I was was a Brooks Brother customer for decades and that firm trained me to be fairly casual when ordering clothes. They had their own way of doing things and one need only choose a cloth, specify single or double breasted and wait until the garment was complete.
That casualness ended on Savile Row. My first tailor there was another of those institutions that had own their way of doing things, accompanied by an unfortunate tendency to make single breasted suits when they had been asked for double. And the reverse. Needless to say, their casual approach brought my casual approach to a quick end.
And though considerable time has passed the need for specificity is still with us. Take covert coats, for example. Coverts have been around for a century or more and most men would assume that that their design is standardized.

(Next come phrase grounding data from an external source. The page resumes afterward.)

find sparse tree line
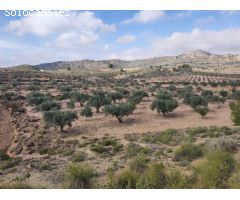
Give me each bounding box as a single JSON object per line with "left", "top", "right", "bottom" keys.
{"left": 1, "top": 73, "right": 240, "bottom": 133}
{"left": 22, "top": 78, "right": 240, "bottom": 133}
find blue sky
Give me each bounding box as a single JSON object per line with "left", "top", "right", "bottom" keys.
{"left": 1, "top": 10, "right": 240, "bottom": 67}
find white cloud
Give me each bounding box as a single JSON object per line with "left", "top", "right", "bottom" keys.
{"left": 117, "top": 34, "right": 136, "bottom": 44}
{"left": 107, "top": 48, "right": 145, "bottom": 60}
{"left": 4, "top": 11, "right": 117, "bottom": 57}
{"left": 102, "top": 44, "right": 112, "bottom": 51}
{"left": 108, "top": 28, "right": 240, "bottom": 60}
{"left": 151, "top": 28, "right": 240, "bottom": 56}
{"left": 123, "top": 11, "right": 165, "bottom": 24}
{"left": 5, "top": 11, "right": 116, "bottom": 37}
{"left": 0, "top": 40, "right": 22, "bottom": 49}
{"left": 55, "top": 31, "right": 98, "bottom": 48}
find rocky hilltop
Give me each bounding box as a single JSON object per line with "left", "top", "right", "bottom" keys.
{"left": 13, "top": 50, "right": 240, "bottom": 70}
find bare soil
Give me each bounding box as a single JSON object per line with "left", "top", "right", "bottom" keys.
{"left": 0, "top": 105, "right": 14, "bottom": 151}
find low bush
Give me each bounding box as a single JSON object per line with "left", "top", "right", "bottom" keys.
{"left": 0, "top": 157, "right": 22, "bottom": 170}
{"left": 227, "top": 169, "right": 240, "bottom": 189}
{"left": 194, "top": 151, "right": 236, "bottom": 188}
{"left": 126, "top": 142, "right": 151, "bottom": 158}
{"left": 136, "top": 163, "right": 167, "bottom": 189}
{"left": 129, "top": 155, "right": 149, "bottom": 173}
{"left": 65, "top": 164, "right": 96, "bottom": 189}
{"left": 157, "top": 129, "right": 177, "bottom": 144}
{"left": 187, "top": 127, "right": 208, "bottom": 137}
{"left": 90, "top": 137, "right": 123, "bottom": 155}
{"left": 71, "top": 152, "right": 87, "bottom": 162}
{"left": 205, "top": 138, "right": 238, "bottom": 153}
{"left": 174, "top": 143, "right": 203, "bottom": 162}
{"left": 166, "top": 169, "right": 190, "bottom": 189}
{"left": 0, "top": 150, "right": 10, "bottom": 161}
{"left": 108, "top": 169, "right": 138, "bottom": 189}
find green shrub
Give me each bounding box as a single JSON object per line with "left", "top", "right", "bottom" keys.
{"left": 126, "top": 143, "right": 151, "bottom": 158}
{"left": 112, "top": 143, "right": 124, "bottom": 153}
{"left": 0, "top": 157, "right": 21, "bottom": 170}
{"left": 90, "top": 144, "right": 110, "bottom": 154}
{"left": 158, "top": 129, "right": 177, "bottom": 144}
{"left": 220, "top": 126, "right": 233, "bottom": 135}
{"left": 187, "top": 127, "right": 208, "bottom": 137}
{"left": 174, "top": 143, "right": 203, "bottom": 162}
{"left": 129, "top": 155, "right": 149, "bottom": 173}
{"left": 0, "top": 150, "right": 10, "bottom": 161}
{"left": 230, "top": 101, "right": 240, "bottom": 125}
{"left": 99, "top": 137, "right": 117, "bottom": 146}
{"left": 166, "top": 169, "right": 190, "bottom": 189}
{"left": 227, "top": 169, "right": 240, "bottom": 189}
{"left": 136, "top": 163, "right": 167, "bottom": 189}
{"left": 65, "top": 164, "right": 95, "bottom": 189}
{"left": 90, "top": 137, "right": 123, "bottom": 155}
{"left": 194, "top": 151, "right": 236, "bottom": 188}
{"left": 108, "top": 169, "right": 138, "bottom": 189}
{"left": 142, "top": 134, "right": 157, "bottom": 143}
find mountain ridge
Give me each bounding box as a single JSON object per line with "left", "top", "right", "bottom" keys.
{"left": 12, "top": 50, "right": 240, "bottom": 70}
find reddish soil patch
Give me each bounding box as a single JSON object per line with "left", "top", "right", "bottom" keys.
{"left": 63, "top": 96, "right": 233, "bottom": 140}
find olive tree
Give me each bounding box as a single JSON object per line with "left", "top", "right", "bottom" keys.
{"left": 107, "top": 92, "right": 123, "bottom": 103}
{"left": 38, "top": 101, "right": 61, "bottom": 111}
{"left": 43, "top": 110, "right": 78, "bottom": 132}
{"left": 230, "top": 101, "right": 240, "bottom": 125}
{"left": 88, "top": 91, "right": 110, "bottom": 113}
{"left": 80, "top": 106, "right": 93, "bottom": 119}
{"left": 0, "top": 84, "right": 11, "bottom": 97}
{"left": 184, "top": 95, "right": 208, "bottom": 110}
{"left": 72, "top": 92, "right": 89, "bottom": 107}
{"left": 150, "top": 91, "right": 178, "bottom": 116}
{"left": 219, "top": 90, "right": 228, "bottom": 98}
{"left": 103, "top": 103, "right": 135, "bottom": 123}
{"left": 128, "top": 90, "right": 148, "bottom": 106}
{"left": 201, "top": 90, "right": 213, "bottom": 101}
{"left": 195, "top": 106, "right": 209, "bottom": 119}
{"left": 67, "top": 99, "right": 75, "bottom": 109}
{"left": 27, "top": 91, "right": 51, "bottom": 106}
{"left": 150, "top": 99, "right": 178, "bottom": 116}
{"left": 210, "top": 95, "right": 226, "bottom": 108}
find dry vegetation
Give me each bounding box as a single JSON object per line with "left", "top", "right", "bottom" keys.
{"left": 1, "top": 65, "right": 240, "bottom": 189}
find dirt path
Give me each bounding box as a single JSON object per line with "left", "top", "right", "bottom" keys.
{"left": 0, "top": 104, "right": 14, "bottom": 151}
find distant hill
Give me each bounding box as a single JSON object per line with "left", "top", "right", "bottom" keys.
{"left": 2, "top": 64, "right": 39, "bottom": 71}
{"left": 10, "top": 50, "right": 240, "bottom": 70}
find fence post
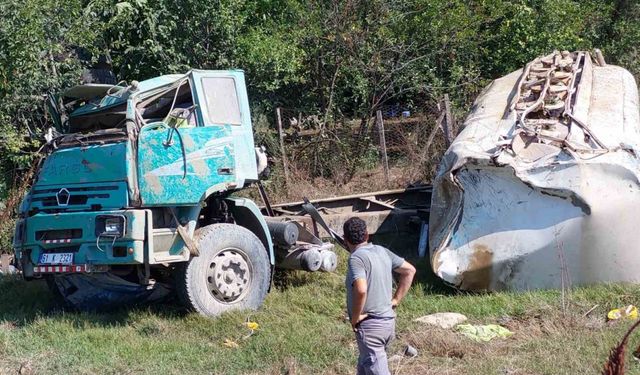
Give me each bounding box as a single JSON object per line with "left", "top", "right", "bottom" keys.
{"left": 442, "top": 94, "right": 454, "bottom": 146}
{"left": 276, "top": 107, "right": 291, "bottom": 188}
{"left": 424, "top": 110, "right": 445, "bottom": 157}
{"left": 376, "top": 110, "right": 390, "bottom": 185}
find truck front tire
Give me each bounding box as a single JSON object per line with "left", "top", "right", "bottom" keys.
{"left": 175, "top": 224, "right": 271, "bottom": 317}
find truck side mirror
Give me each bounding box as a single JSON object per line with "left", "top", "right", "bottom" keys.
{"left": 166, "top": 106, "right": 197, "bottom": 129}
{"left": 163, "top": 106, "right": 197, "bottom": 147}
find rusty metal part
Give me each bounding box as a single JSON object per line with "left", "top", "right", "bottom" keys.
{"left": 264, "top": 185, "right": 430, "bottom": 242}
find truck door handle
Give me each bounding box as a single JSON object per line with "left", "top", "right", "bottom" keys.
{"left": 218, "top": 168, "right": 234, "bottom": 175}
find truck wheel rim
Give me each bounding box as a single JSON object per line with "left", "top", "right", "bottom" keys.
{"left": 206, "top": 248, "right": 252, "bottom": 303}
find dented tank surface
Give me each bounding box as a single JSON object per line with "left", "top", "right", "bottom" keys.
{"left": 429, "top": 50, "right": 640, "bottom": 291}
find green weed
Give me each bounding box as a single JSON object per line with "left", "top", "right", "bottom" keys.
{"left": 0, "top": 265, "right": 639, "bottom": 374}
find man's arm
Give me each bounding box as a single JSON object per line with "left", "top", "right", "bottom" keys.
{"left": 391, "top": 261, "right": 416, "bottom": 308}
{"left": 350, "top": 278, "right": 368, "bottom": 330}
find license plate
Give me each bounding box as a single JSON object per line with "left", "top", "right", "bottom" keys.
{"left": 39, "top": 253, "right": 73, "bottom": 265}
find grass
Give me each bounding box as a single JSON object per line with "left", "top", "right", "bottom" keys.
{"left": 1, "top": 252, "right": 640, "bottom": 374}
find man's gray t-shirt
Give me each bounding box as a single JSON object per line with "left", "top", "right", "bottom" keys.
{"left": 346, "top": 243, "right": 405, "bottom": 320}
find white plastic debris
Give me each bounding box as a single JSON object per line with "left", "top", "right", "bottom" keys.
{"left": 414, "top": 312, "right": 468, "bottom": 329}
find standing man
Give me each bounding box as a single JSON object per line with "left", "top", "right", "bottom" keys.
{"left": 343, "top": 217, "right": 416, "bottom": 375}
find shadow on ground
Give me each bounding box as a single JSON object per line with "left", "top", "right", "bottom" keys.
{"left": 0, "top": 248, "right": 454, "bottom": 330}
{"left": 0, "top": 275, "right": 184, "bottom": 328}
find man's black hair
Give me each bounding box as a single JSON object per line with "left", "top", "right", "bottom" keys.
{"left": 343, "top": 217, "right": 368, "bottom": 245}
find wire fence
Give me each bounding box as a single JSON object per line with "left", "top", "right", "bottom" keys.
{"left": 254, "top": 97, "right": 456, "bottom": 201}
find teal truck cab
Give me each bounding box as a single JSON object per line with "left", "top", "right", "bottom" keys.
{"left": 13, "top": 70, "right": 281, "bottom": 316}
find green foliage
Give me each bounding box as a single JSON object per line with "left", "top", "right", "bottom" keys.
{"left": 1, "top": 1, "right": 638, "bottom": 148}
{"left": 0, "top": 0, "right": 639, "bottom": 205}
{"left": 0, "top": 0, "right": 103, "bottom": 191}
{"left": 478, "top": 1, "right": 599, "bottom": 75}
{"left": 85, "top": 0, "right": 307, "bottom": 106}
{"left": 1, "top": 270, "right": 640, "bottom": 373}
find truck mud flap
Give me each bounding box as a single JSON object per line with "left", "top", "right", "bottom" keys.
{"left": 52, "top": 273, "right": 171, "bottom": 311}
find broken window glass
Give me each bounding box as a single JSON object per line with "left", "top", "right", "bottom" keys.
{"left": 138, "top": 80, "right": 196, "bottom": 126}
{"left": 201, "top": 77, "right": 242, "bottom": 125}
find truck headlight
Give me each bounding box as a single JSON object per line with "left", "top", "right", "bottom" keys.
{"left": 96, "top": 215, "right": 126, "bottom": 237}
{"left": 105, "top": 218, "right": 122, "bottom": 234}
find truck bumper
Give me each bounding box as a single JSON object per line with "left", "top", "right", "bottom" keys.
{"left": 14, "top": 209, "right": 149, "bottom": 271}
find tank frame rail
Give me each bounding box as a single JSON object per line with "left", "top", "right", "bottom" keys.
{"left": 261, "top": 184, "right": 432, "bottom": 240}
{"left": 511, "top": 50, "right": 607, "bottom": 153}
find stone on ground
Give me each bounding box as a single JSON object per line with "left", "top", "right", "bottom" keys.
{"left": 414, "top": 312, "right": 468, "bottom": 329}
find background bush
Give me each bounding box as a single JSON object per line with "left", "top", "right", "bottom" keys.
{"left": 0, "top": 0, "right": 638, "bottom": 249}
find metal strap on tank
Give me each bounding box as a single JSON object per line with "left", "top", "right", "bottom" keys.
{"left": 512, "top": 50, "right": 609, "bottom": 154}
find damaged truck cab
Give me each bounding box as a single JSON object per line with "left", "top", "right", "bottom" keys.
{"left": 13, "top": 70, "right": 276, "bottom": 316}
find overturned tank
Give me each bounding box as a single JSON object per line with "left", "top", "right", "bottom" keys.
{"left": 429, "top": 50, "right": 640, "bottom": 291}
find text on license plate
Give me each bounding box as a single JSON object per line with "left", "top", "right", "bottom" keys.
{"left": 39, "top": 253, "right": 73, "bottom": 265}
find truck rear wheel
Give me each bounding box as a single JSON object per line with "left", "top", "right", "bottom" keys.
{"left": 175, "top": 224, "right": 271, "bottom": 317}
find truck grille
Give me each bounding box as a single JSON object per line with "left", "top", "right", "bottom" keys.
{"left": 28, "top": 182, "right": 129, "bottom": 214}
{"left": 41, "top": 245, "right": 81, "bottom": 254}
{"left": 35, "top": 229, "right": 82, "bottom": 241}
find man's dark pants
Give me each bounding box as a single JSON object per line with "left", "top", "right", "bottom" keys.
{"left": 354, "top": 317, "right": 396, "bottom": 375}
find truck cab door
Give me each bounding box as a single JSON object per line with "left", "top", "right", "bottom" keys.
{"left": 190, "top": 70, "right": 258, "bottom": 183}
{"left": 137, "top": 71, "right": 256, "bottom": 206}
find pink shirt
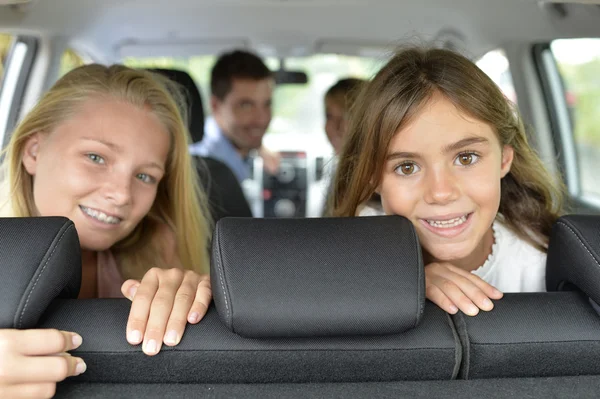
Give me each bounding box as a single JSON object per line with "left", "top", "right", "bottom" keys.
{"left": 97, "top": 250, "right": 125, "bottom": 298}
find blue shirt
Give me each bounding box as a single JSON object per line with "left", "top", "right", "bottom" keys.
{"left": 189, "top": 117, "right": 251, "bottom": 183}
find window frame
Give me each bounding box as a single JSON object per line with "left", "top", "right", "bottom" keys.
{"left": 0, "top": 35, "right": 38, "bottom": 149}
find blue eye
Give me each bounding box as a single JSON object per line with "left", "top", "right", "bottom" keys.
{"left": 137, "top": 173, "right": 155, "bottom": 184}
{"left": 87, "top": 153, "right": 105, "bottom": 164}
{"left": 394, "top": 162, "right": 421, "bottom": 176}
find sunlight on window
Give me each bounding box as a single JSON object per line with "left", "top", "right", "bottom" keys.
{"left": 476, "top": 49, "right": 517, "bottom": 105}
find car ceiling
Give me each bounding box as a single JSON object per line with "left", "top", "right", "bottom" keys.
{"left": 0, "top": 0, "right": 599, "bottom": 60}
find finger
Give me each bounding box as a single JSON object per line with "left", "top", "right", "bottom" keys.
{"left": 433, "top": 267, "right": 498, "bottom": 312}
{"left": 188, "top": 276, "right": 211, "bottom": 324}
{"left": 0, "top": 383, "right": 57, "bottom": 399}
{"left": 142, "top": 269, "right": 184, "bottom": 355}
{"left": 426, "top": 283, "right": 459, "bottom": 314}
{"left": 126, "top": 271, "right": 159, "bottom": 346}
{"left": 5, "top": 329, "right": 83, "bottom": 356}
{"left": 12, "top": 354, "right": 86, "bottom": 383}
{"left": 121, "top": 279, "right": 141, "bottom": 300}
{"left": 163, "top": 276, "right": 199, "bottom": 346}
{"left": 431, "top": 275, "right": 481, "bottom": 316}
{"left": 446, "top": 265, "right": 504, "bottom": 300}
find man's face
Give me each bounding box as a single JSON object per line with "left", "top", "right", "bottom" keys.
{"left": 212, "top": 77, "right": 274, "bottom": 154}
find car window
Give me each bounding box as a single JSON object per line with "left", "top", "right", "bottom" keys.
{"left": 123, "top": 54, "right": 386, "bottom": 150}
{"left": 476, "top": 48, "right": 517, "bottom": 105}
{"left": 551, "top": 38, "right": 600, "bottom": 198}
{"left": 58, "top": 48, "right": 88, "bottom": 78}
{"left": 0, "top": 33, "right": 15, "bottom": 86}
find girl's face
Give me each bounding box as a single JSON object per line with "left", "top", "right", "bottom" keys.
{"left": 21, "top": 97, "right": 170, "bottom": 252}
{"left": 378, "top": 93, "right": 514, "bottom": 270}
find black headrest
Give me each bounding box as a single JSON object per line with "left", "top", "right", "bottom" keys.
{"left": 148, "top": 68, "right": 205, "bottom": 143}
{"left": 211, "top": 216, "right": 425, "bottom": 338}
{"left": 546, "top": 214, "right": 600, "bottom": 303}
{"left": 0, "top": 217, "right": 81, "bottom": 328}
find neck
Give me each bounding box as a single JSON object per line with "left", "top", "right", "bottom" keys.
{"left": 423, "top": 225, "right": 495, "bottom": 272}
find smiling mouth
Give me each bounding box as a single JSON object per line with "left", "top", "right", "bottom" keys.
{"left": 424, "top": 215, "right": 469, "bottom": 229}
{"left": 80, "top": 206, "right": 122, "bottom": 225}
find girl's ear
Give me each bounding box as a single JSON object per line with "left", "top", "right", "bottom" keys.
{"left": 21, "top": 133, "right": 42, "bottom": 176}
{"left": 500, "top": 145, "right": 514, "bottom": 178}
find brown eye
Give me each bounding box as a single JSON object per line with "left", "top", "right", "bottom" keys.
{"left": 458, "top": 153, "right": 473, "bottom": 166}
{"left": 395, "top": 162, "right": 419, "bottom": 175}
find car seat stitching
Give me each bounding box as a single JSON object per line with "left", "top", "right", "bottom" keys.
{"left": 215, "top": 227, "right": 231, "bottom": 326}
{"left": 557, "top": 221, "right": 600, "bottom": 270}
{"left": 18, "top": 223, "right": 74, "bottom": 328}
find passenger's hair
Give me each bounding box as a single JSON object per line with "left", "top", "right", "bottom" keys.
{"left": 1, "top": 64, "right": 211, "bottom": 277}
{"left": 332, "top": 46, "right": 565, "bottom": 250}
{"left": 210, "top": 49, "right": 272, "bottom": 100}
{"left": 325, "top": 78, "right": 365, "bottom": 111}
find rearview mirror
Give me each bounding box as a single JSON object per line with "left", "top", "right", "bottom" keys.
{"left": 274, "top": 58, "right": 308, "bottom": 85}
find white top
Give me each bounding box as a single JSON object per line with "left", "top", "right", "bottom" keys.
{"left": 359, "top": 205, "right": 546, "bottom": 293}
{"left": 471, "top": 220, "right": 546, "bottom": 293}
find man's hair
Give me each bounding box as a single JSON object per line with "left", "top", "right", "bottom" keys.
{"left": 211, "top": 50, "right": 272, "bottom": 100}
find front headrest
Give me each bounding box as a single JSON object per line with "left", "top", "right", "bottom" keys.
{"left": 148, "top": 68, "right": 205, "bottom": 143}
{"left": 546, "top": 214, "right": 600, "bottom": 304}
{"left": 0, "top": 217, "right": 81, "bottom": 328}
{"left": 211, "top": 216, "right": 425, "bottom": 338}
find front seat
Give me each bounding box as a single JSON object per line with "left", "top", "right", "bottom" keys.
{"left": 148, "top": 68, "right": 253, "bottom": 223}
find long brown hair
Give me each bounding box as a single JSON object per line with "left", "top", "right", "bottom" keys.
{"left": 1, "top": 64, "right": 211, "bottom": 277}
{"left": 333, "top": 46, "right": 565, "bottom": 249}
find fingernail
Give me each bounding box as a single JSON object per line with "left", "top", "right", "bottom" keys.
{"left": 72, "top": 334, "right": 83, "bottom": 348}
{"left": 128, "top": 285, "right": 138, "bottom": 300}
{"left": 467, "top": 305, "right": 479, "bottom": 316}
{"left": 145, "top": 339, "right": 157, "bottom": 354}
{"left": 483, "top": 298, "right": 494, "bottom": 310}
{"left": 128, "top": 330, "right": 141, "bottom": 344}
{"left": 494, "top": 288, "right": 503, "bottom": 296}
{"left": 448, "top": 305, "right": 459, "bottom": 314}
{"left": 165, "top": 330, "right": 178, "bottom": 345}
{"left": 75, "top": 359, "right": 87, "bottom": 375}
{"left": 189, "top": 312, "right": 200, "bottom": 323}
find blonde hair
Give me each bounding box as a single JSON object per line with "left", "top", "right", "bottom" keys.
{"left": 1, "top": 64, "right": 211, "bottom": 278}
{"left": 333, "top": 47, "right": 566, "bottom": 250}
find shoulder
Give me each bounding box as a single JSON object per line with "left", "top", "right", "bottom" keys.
{"left": 479, "top": 221, "right": 547, "bottom": 292}
{"left": 358, "top": 201, "right": 385, "bottom": 217}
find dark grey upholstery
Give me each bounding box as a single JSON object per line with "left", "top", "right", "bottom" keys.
{"left": 40, "top": 300, "right": 459, "bottom": 384}
{"left": 3, "top": 214, "right": 600, "bottom": 395}
{"left": 454, "top": 292, "right": 600, "bottom": 379}
{"left": 0, "top": 217, "right": 80, "bottom": 329}
{"left": 546, "top": 214, "right": 600, "bottom": 303}
{"left": 211, "top": 216, "right": 425, "bottom": 338}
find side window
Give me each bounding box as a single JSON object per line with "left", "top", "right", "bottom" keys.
{"left": 476, "top": 49, "right": 518, "bottom": 105}
{"left": 0, "top": 33, "right": 15, "bottom": 86}
{"left": 550, "top": 38, "right": 600, "bottom": 198}
{"left": 58, "top": 48, "right": 87, "bottom": 78}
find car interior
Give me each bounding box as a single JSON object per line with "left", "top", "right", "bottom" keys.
{"left": 2, "top": 0, "right": 600, "bottom": 397}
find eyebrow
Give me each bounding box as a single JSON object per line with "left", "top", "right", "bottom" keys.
{"left": 80, "top": 137, "right": 165, "bottom": 172}
{"left": 386, "top": 136, "right": 490, "bottom": 161}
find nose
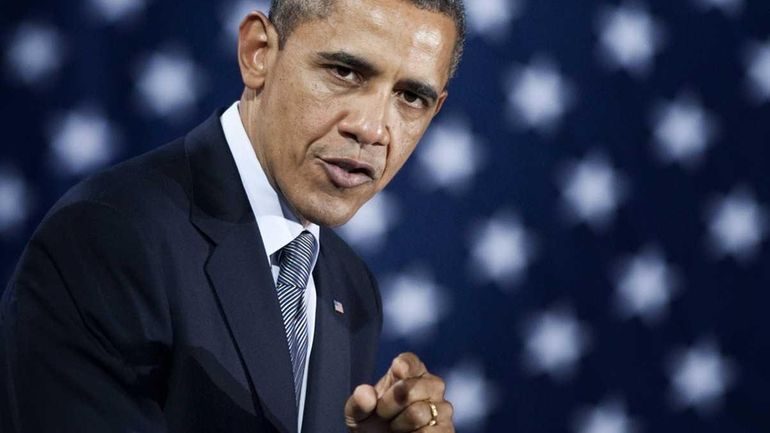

Just specify the collar and be done with it would seem reasonable, but that is so untrue. For example, the rows of stitching along the hem and sleeve ends that were designed to keep the coat from fraying when riding through brush. Order a covert expecting authenticity and one is likely to find that the stitching has become purely decorative, and invisible from a few feet away.
Coverts are also known for their interior game pocket, a space inside the left side lining that is perfect for storing a scarf (who among us has not lost scarves that were stuffed into a sleeve at a coat check?). But leave the pocket unsaid and it is likely to be left unmade. There may be more, but two complaints should suffice.
Now one cannot blame one's tailor for a failure to read the customer's mind. And the cost of imperfect communication is only the couple of months that it takes to return a garment to the shop for changes. But that delay does mean that an item is likely to be delivered at the end of its intended season, relegating it to storage for half a year before it can be enjoyed.
And that is a very good reason to always be specific.